Stephen Tashi said:
4. Does defining probability in terms of the decisions of a rational agent imply that only the Bayesian vew of probability is correct? Doesn't the dependence of probability on an agent's utility function imply there is no objective probability in physics?
A lot of the discussions about probability in QM ultimately are about the nature of probability, whether quantum or not. QM gives some additional twists to it, but the concept is pretty tricky classically, as well. My opinion about it is that the alternative to Bayesianism, frequentist probability, doesn't actually make complete sense. You can say that probabilities are relative frequencies in the limit as the number of trials goes to infinity. But there is nothing in the laws of physics that make it impossible for an infinite sequence of tosses of a fair coin to approach 1/3 or 9/10 or anything else (or to have no limit at all). The best you can say is that the probability of having a sufficiently large sequence of coin flips where the relative frequency differs appreciably from the probability for a single flip goes to zero as the number of flips goes to infinity. So the equation of relative frequency with probability only holds with probability 1. But the latter notion of probability isn't frequentist. To make sense of it in a frequentist approach, we would need infinitely many trials, each trial of which is an infinite sequence of coin flips.
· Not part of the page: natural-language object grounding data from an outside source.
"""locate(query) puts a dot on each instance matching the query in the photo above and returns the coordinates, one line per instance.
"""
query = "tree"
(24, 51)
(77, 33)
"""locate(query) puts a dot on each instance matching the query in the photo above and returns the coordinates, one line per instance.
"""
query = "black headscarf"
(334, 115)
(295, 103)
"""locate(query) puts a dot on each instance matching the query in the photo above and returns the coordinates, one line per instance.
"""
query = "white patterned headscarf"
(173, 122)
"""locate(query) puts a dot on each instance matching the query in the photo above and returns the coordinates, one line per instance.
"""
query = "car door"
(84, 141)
There's another disturbing fact about even classical probability. Imagine that the universe is infinite, and with a certain quasi-periodic completeness property: there are infinitely many planets that are exactly like the Earth (at least in macroscopic detail). In this setting, if I flip a coin, it's expected that there are copies of the Earth where the copy of my flips a coin and gets "heads", and there are copies where the result is "tails". If I flip a coin 100,000 times, there will be Earths where all 100,000 were heads, and Earths where 100,000 were tails, and all other combinations in between. What we can probably say is that the density of Earths where between 45,000 and 55,000 were heads will be much higher than the density of Earths where the results will be outside of that range. But there will be Earths outside that range. No matter how unlikely a sequence of events is, as long as it's nonzero, there will be some place where that exact sequence happens. So the identification of probability with relative frequency will work for some Earths, but not others. If you say the life span of intelligent life on Earth is maybe bounded by 20 billion years, there will be Earths where the entire history of intelligent life will show departures of relative frequencies from probabilities.
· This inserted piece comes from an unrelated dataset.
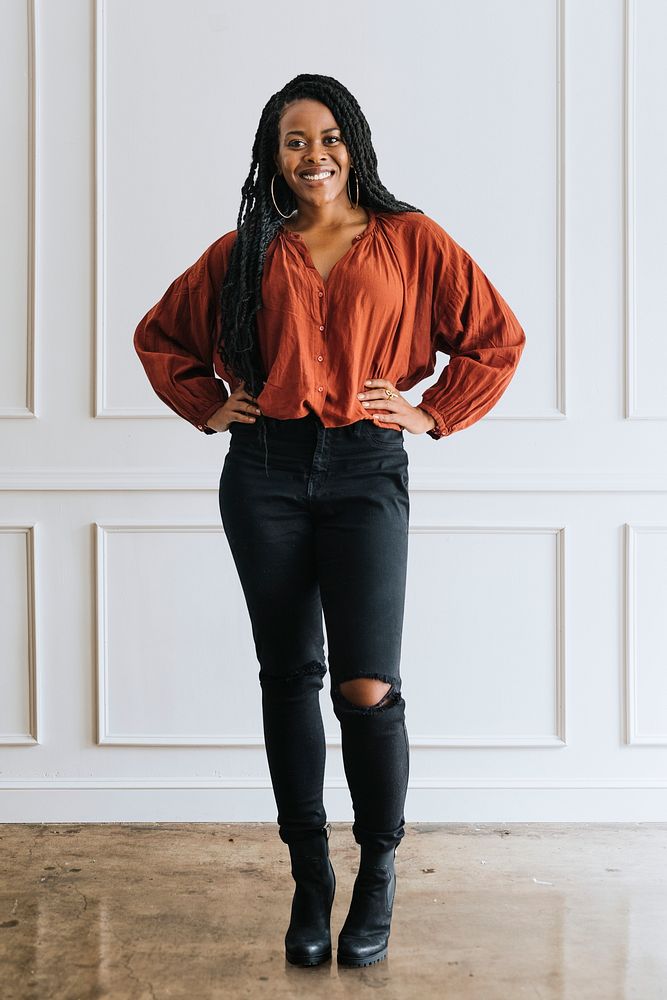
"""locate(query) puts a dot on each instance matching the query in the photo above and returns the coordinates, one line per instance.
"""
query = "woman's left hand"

What you could say is that there is a "typical" Earth-like world, where frequencies approach probabilities, and just not worry about atypical worlds. But that amounts to assuming that we are not in an atypical world. What's the reason for assuming that? No matter what evidence we can have for our world being typical, there will be copies of our Earth with the same evidence that are atypical. So at some point, you just have to assume, without evidence, that our world is typical (otherwise, probabilities are useless). But that assumption is really subjective---it's not a firm conclusion based on evidence.
So in my opinion, subjective beliefs always come into play in working with probability, even if it is just the subjective belief that probabilities will be objectively equal to relative frequencies.